What was the 2025/26 teacher pay award?

The STRB recommended 4% for all teachers and leaders in England, effective 1 September 2025, accepted in full by government in July 2025. It applied to all pay ranges and allowances including TLR and SEN, and was fully funded.

How much more do I take home after a 4% pay rise?

Less than 4% net. For an M3 teacher outside London (£37,101), the 4% award added ≈£79/month to take-home, not the £119/month that 4% of gross alone would suggest — pension, tax and NI each take a share.

When does the pay award appear in my pay?

Effective from 1 September; most schools process it in the October payslip, sometimes backdated if processed in September. Contact payroll if your October payslip doesn't reflect the new scale.

What is the 2026/27 teacher pay award?

Not confirmed as of June 2026. DfE proposed 6.5% cumulative over three years (2026–29), with the first-year figure expected around 1.5%. This page updates the day it's announced — use the custom % input to model scenarios meanwhile.

Does the pay award apply to part-time teachers?

Yes — applied to your full-time equivalent, with actual gross rising proportionally. Use our part-time calculator for the take-home figure.

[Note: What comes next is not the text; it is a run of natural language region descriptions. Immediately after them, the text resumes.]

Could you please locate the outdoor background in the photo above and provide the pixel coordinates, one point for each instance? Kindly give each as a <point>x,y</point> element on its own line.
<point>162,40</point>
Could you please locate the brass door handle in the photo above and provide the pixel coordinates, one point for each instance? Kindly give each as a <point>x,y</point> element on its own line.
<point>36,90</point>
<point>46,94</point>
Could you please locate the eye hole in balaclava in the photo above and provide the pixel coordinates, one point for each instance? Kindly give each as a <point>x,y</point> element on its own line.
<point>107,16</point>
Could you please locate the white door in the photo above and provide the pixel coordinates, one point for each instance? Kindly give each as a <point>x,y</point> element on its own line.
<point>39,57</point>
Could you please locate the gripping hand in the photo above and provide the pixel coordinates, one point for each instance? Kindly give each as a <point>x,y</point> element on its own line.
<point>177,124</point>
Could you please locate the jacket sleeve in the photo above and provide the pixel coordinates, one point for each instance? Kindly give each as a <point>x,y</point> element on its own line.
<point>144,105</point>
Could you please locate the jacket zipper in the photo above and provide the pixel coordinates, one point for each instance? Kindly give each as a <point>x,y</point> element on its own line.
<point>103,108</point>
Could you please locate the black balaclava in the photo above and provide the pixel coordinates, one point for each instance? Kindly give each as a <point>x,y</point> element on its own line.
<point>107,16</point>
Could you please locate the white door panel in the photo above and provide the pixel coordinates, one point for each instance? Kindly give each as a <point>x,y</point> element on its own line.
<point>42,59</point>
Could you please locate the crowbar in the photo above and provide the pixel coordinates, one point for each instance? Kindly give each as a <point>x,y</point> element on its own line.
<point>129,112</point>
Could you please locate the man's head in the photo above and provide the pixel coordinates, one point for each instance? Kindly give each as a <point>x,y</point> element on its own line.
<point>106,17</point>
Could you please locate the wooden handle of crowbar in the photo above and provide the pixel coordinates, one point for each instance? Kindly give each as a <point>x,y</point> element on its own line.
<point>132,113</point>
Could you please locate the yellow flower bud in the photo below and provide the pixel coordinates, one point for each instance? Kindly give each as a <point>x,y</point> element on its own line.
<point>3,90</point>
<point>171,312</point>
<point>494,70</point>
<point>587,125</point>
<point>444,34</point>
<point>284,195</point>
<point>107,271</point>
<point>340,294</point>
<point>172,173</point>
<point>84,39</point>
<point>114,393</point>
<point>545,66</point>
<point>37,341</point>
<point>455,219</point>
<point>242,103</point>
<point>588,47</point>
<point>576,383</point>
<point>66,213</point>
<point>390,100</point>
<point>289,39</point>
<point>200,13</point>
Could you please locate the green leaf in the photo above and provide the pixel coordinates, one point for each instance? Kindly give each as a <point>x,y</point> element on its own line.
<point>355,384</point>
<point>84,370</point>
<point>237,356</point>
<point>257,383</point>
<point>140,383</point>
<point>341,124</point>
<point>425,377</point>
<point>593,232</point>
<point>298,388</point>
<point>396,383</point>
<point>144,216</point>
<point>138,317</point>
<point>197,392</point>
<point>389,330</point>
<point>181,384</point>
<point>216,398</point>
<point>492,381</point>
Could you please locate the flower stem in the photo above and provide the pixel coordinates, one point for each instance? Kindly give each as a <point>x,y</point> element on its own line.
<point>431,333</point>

Does the pay award affect my TPS pension contribution tier?

It might — if the award pushes you across a contribution band boundary, the higher rate applies to your entire salary, offsetting some of the gross gain. See our pension calculator for how tiers work.

Is the pay rise the same for leadership teachers?

Yes, the STRB percentage applies to all ranges including Leadership (L1–L43), Lead Practitioner and Unqualified — the cash increase is larger at higher salaries for the same percentage.

How does the pay rise compare to inflation?

The 2025/26 4% award was ≈1.4 points above CPI (2.6%) — a modest real-terms gain. The proposed ≈1.5% first-year 2026/27 figure would likely be a real-terms cut against forecast CPI of 2–3%.